Why getting a COVID vaccine in the nose might work better

(NEXSTAR) — Scientists hope that a new vaccine being developed will give us a better fight against COVID-19 — one that doesn’t require a vaccine of any kind at all.

Clinical trials are underway for an intranasal vaccine, given by spraying it into the nose rather than injecting it into the arm. While current vaccines and boosters are very effective at preventing severe illness and death, the hope is that the nasal vaccine will be even better at preventing mild illness.

“These induce immunity in the nasopharyngeal mucosa, where the virus initially replicates, and may prevent infection and reduce transmission,” said Dr. William Moss, professor of epidemiology at the Johns Hopkins Bloomberg School of Public Health.

Nasal vaccines, because of where they are administered, immediately boost the mucus and antibodies in the nose. “Mucosal immunity,” Moss explained, stops infection before the virus spreads throughout the body.

“Scientists have learned that the virus first infects the nose and throat and then sometimes travels to the lungs, where severe COVID-19 can develop. But the nose and throat are difficult for SARS-CoV-2 antibodies to reach destination, these antibodies are produced in the blood after the vaccine is injected into the arms or legs — making these hard-to-reach areas targets for better vaccines,” said Dr.

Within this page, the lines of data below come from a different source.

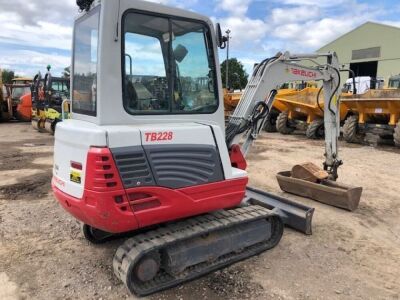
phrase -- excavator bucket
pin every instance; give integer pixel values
(325, 191)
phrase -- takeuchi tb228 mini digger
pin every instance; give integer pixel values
(146, 149)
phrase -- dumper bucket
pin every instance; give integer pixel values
(326, 191)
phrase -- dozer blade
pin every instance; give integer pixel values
(35, 123)
(188, 249)
(293, 214)
(325, 191)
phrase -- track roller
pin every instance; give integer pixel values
(316, 129)
(94, 235)
(282, 123)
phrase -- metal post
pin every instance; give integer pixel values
(227, 60)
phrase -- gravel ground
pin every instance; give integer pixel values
(349, 256)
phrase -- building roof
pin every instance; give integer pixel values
(358, 27)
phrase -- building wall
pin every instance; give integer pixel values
(370, 35)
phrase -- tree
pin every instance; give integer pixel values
(7, 76)
(237, 74)
(66, 72)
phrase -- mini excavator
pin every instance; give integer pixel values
(146, 148)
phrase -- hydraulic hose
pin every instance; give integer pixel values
(334, 92)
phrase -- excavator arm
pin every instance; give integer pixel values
(252, 111)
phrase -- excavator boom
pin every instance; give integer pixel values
(251, 114)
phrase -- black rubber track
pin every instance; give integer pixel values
(314, 129)
(131, 252)
(282, 123)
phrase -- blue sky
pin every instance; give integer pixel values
(38, 32)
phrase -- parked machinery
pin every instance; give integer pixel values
(5, 102)
(50, 101)
(163, 163)
(374, 117)
(18, 92)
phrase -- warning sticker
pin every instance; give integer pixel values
(75, 176)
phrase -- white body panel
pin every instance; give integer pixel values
(73, 139)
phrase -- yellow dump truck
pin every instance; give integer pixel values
(374, 116)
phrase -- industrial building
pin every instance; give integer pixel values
(371, 49)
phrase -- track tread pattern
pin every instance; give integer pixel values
(312, 129)
(130, 253)
(282, 123)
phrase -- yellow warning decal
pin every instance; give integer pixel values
(75, 176)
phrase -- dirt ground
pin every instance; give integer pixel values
(349, 256)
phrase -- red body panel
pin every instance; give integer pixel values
(106, 205)
(126, 210)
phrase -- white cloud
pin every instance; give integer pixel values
(234, 7)
(294, 14)
(244, 30)
(318, 3)
(28, 62)
(307, 32)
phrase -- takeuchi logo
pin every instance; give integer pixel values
(304, 73)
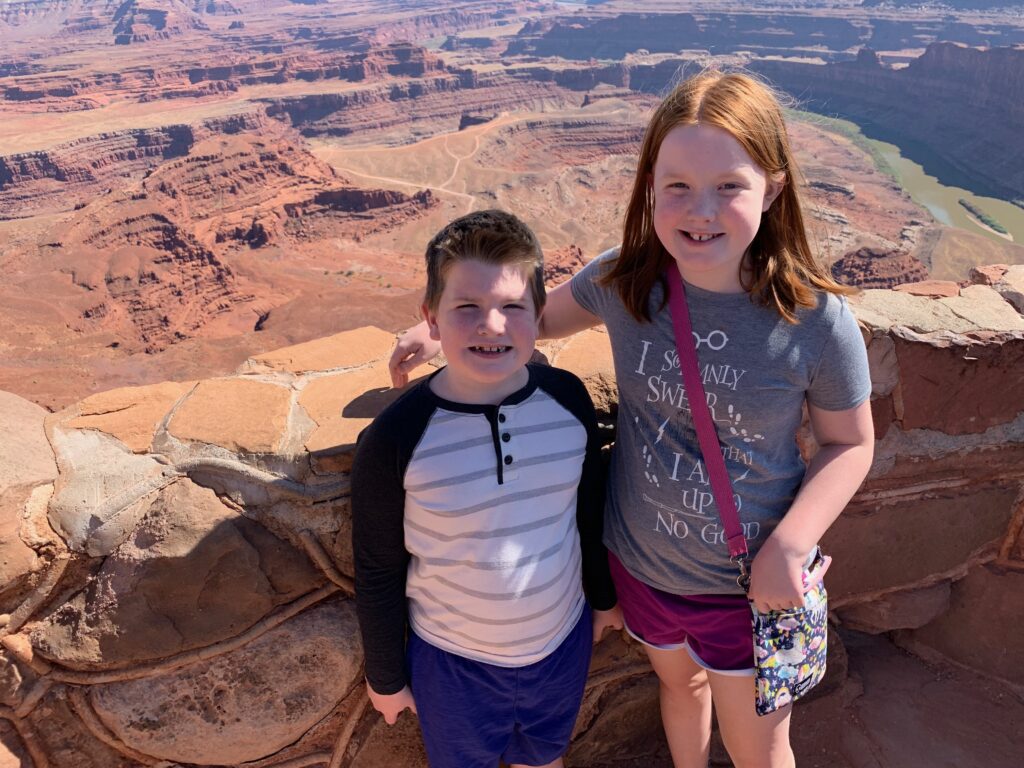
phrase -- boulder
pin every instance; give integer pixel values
(246, 704)
(193, 572)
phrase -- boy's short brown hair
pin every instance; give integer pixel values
(492, 237)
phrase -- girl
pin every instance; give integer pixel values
(716, 198)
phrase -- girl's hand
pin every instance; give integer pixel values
(606, 620)
(776, 578)
(414, 348)
(390, 706)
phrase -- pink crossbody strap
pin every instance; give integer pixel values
(707, 434)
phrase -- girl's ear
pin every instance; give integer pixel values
(772, 190)
(431, 320)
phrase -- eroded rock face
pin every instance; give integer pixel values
(184, 588)
(246, 704)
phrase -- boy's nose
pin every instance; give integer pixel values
(493, 323)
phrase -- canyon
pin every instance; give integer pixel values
(215, 209)
(184, 183)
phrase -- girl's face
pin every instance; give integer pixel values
(709, 197)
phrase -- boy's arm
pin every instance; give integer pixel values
(381, 558)
(590, 511)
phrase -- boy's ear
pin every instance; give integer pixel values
(431, 320)
(772, 190)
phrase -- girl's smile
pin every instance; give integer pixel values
(709, 197)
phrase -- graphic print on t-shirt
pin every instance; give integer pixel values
(692, 508)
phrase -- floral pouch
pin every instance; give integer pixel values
(790, 646)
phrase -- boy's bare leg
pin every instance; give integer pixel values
(685, 697)
(753, 741)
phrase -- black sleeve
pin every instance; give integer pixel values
(572, 395)
(379, 539)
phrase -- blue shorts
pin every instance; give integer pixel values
(474, 714)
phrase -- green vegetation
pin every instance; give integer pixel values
(982, 216)
(850, 131)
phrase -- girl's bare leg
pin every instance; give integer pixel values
(752, 741)
(685, 696)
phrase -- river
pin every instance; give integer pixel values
(941, 201)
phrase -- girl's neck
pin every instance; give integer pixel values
(726, 281)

National Institute of Allergy and Infectious Diseases (NIAID).

Moss said he is “particularly excited” about the potential of a nasal vaccine for COVID-19.

FluMist, a nasal spray to prevent flu, has been approved and Recommended by the US Centers for Disease Control and Prevention Suitable for ages 2 to 49.

A Phase 1 clinical trial from Blue Lake Biotechnology found its nasal COVID vaccine reduced the risk of symptomatic infection by 86% over three months, NBC News Report.

For comparison, In a larger study published last year, three doses of the mRNA vaccine were 61% effective in preventing symptomatic infection with the omicron variant. The three doses were found to be 95 percent effective in preventing serious outcomes, the study found.

NIAID also pointed to two recent studies showing that introducing a single nasal dose of the vaccine into the airways elicited a strong immune response in hamsters and monkeys.

but one Separate trial of AstraZeneca vaccine Only a small number of participants were found to have an immune response when they received the nasal dose. They also found that the immune response was weaker than that of the intramuscular injection.

While nasal vaccine doses have been approved for use in some other parts of the world, such as China and India, the United States may still be some way off. According to NBC News, only two types of vaccines have been tested in humans in the United States, and they are still in the early stages.

Even if approved, it’s unclear whether enough people will receive the new vaccine to curb the spread of COVID-19. The bivalent booster for the omicron variant released last year only dosed about 16 percent of the population, according to CDC tracking.